Editorial Nº. 1 Ano: 16

Terrorismo por definição é o uso de violência, física ou psicológica. São ataques localizados a pessoas, instituições, incutem medo, pânico, insegurança. Disseminam interesses específicos ou gerais, mas são, acima de tudo, covardes.

Terrorismo olímpico não é só que se viveu nos Jogos de Munique em 1972, o chamado Setembro negro quando terroristas palestinos invadiram a Vila Olímpica em ataque que resultou na morte de onze atletas e treinadores de Israel, nem as três bombas que explodiram no Centennial Olympic Park nos Jogos de 1996 em Atlanta, nos Estados Unidos matando duas pessoas e ferindo 120.

Criar pânico seja com interesses legítimos ou não, deixando mortos e feridos, pessoas prejudicadas é fruto destas mentes doentias.
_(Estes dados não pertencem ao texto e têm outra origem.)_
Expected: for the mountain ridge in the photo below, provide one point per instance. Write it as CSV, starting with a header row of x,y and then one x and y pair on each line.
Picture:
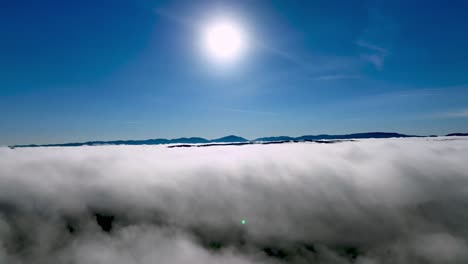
x,y
231,139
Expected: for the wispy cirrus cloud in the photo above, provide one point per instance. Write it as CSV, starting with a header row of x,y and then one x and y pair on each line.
x,y
374,54
337,77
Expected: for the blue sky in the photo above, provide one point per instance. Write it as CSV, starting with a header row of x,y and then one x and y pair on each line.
x,y
104,70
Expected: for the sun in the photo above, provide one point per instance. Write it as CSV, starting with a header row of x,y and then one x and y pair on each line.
x,y
224,40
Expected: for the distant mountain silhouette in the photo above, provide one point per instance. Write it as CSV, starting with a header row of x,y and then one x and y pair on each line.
x,y
280,138
458,134
235,140
230,138
354,136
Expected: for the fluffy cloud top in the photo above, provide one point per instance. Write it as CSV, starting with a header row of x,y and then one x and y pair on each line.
x,y
370,201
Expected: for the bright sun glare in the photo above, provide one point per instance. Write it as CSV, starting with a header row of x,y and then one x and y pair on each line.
x,y
224,40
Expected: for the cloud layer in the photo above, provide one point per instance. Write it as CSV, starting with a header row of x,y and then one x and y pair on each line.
x,y
370,201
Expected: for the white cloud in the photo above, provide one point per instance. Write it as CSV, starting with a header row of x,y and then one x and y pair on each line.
x,y
372,201
375,54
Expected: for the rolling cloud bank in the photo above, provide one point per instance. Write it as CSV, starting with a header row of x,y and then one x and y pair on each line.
x,y
368,201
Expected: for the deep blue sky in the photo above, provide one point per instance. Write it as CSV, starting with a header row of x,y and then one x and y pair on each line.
x,y
104,70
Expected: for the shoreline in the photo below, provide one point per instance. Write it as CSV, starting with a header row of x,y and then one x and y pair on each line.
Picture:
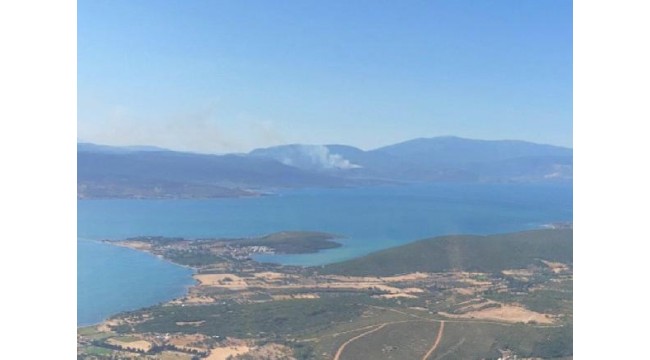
x,y
111,243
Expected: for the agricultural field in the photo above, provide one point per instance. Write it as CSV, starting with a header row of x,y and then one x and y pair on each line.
x,y
245,310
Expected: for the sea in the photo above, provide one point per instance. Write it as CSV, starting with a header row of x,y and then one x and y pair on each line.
x,y
112,279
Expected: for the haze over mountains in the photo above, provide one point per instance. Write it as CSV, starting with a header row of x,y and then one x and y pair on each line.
x,y
150,172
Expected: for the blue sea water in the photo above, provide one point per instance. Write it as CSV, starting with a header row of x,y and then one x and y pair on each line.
x,y
112,279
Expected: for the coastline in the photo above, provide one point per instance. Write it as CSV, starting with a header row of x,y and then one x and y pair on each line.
x,y
186,287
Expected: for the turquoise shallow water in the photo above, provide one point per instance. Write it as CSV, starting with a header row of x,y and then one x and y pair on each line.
x,y
112,279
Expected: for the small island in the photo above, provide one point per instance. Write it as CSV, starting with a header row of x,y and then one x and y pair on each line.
x,y
463,296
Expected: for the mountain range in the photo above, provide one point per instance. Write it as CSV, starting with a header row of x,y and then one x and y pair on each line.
x,y
151,172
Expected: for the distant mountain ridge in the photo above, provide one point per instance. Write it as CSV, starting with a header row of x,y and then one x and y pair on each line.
x,y
152,172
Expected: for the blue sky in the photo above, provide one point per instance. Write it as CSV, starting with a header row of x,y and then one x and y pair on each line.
x,y
222,76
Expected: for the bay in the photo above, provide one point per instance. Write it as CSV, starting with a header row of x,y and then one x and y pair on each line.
x,y
367,219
A insegurança e o medo criados em ações tem consequências não só nos Jogos, mas na vida, na cultura e na essência da população.

Em janeiro de 2014, estava nos Estados Unidos nas últimas semanas antes de viajar para aquela que foi minha terceira Olimpíada, a primeira de Inverno, desta vez como um mero espectador em Sochi, na Rússia. Diariamente os noticiários americanos eram inundados de imagens negativas, de alarmes e reportagens falando do medo, do risco, dos rebeldes chechenos, das bombas. O Departamento de Estado Americano chegou a emitir um boletim sugestionando que os americanos não viajassem para Sochi, na Rússia. Outro informe, mais próximo do evento, liberou os americanos para viajar, mas que não usassem as cores azul, vermelho e branco, para não serem passíveis de ataques.

Sochi, foi o mais organizado, seguro e belo Jogos Olímpicos de Inverno de todos os tempos. Embora os noticiários insistissem em falar mais dos 51 bilhões de dólares investidos e as inúmeras fotos dos banheiros compartilhados, os quais em 15 dias de Sochi, eu nunca encontrei.

Na semana passada, dois cientistas de grande reputação ganharam um editorial em um jornal americano para recomendar o cancelamento dos Jogos. No início desta semana, a Reuters, respeitadíssima agência de notícias internacional soltou uma reportagem exclusiva na qual informava que o Comitê Olímpico Americano deixava as suas respectivas federações nacionais e os atletas decidirem se viriam ou não aos Jogos do Rio.

Aos cientistas, não cabe nem uma resposta. A Reuters, cabe a ela explicar, pois no mesmo dia, o Comitê Olímpico dos Estados Unidos desmentiu a falsa notícia com uma nota oficial. “100% inaccurate” dizia o comunicado.

Os interesses são diversos, mas é facilmente identificável a intenção de atingir, manchar, prejudicar, causar dano. O interesse é político, mas é covarde, irresponsável.

Em tempos de globalização, as mídias sociais ganham um espaço tremendo no nosso dia-a-dia e compartilhar tamanhas asneiras só incrementam o verdadeiro interesse por trás de tudo isso, o terrorismo olímpico.

Nós sabemos que vivemos uma epidemia da doença Zika. Nós, população estamos inseridos na briga contra o mosquito Aedes Aegypti. É um problema de saúde pública que o nosso país vive e todos estamos nesta mudança de cultura sanitária que vai controlar e diminuir a disseminação de focos da doença em nossos lares por todo país. O Zika é sério, muito sério, estes irresponsáveis ataques também.

O Rio de Janeiro vai receber mais de 100 chefes de estado, 10 mil atletas de 207 países e aproximadamente 500 mil turistas. É muita responsabilidade para um país como o Brasil sediar a primeira Olimpíada na América do Sul.

Não compartilhe estas baboseiras, covardes e sem mérito, irresponsáveis e mal intencionadas. O Brasil vai vencer a batalha conta a zika e vamos fazer uma grande Olimpíada.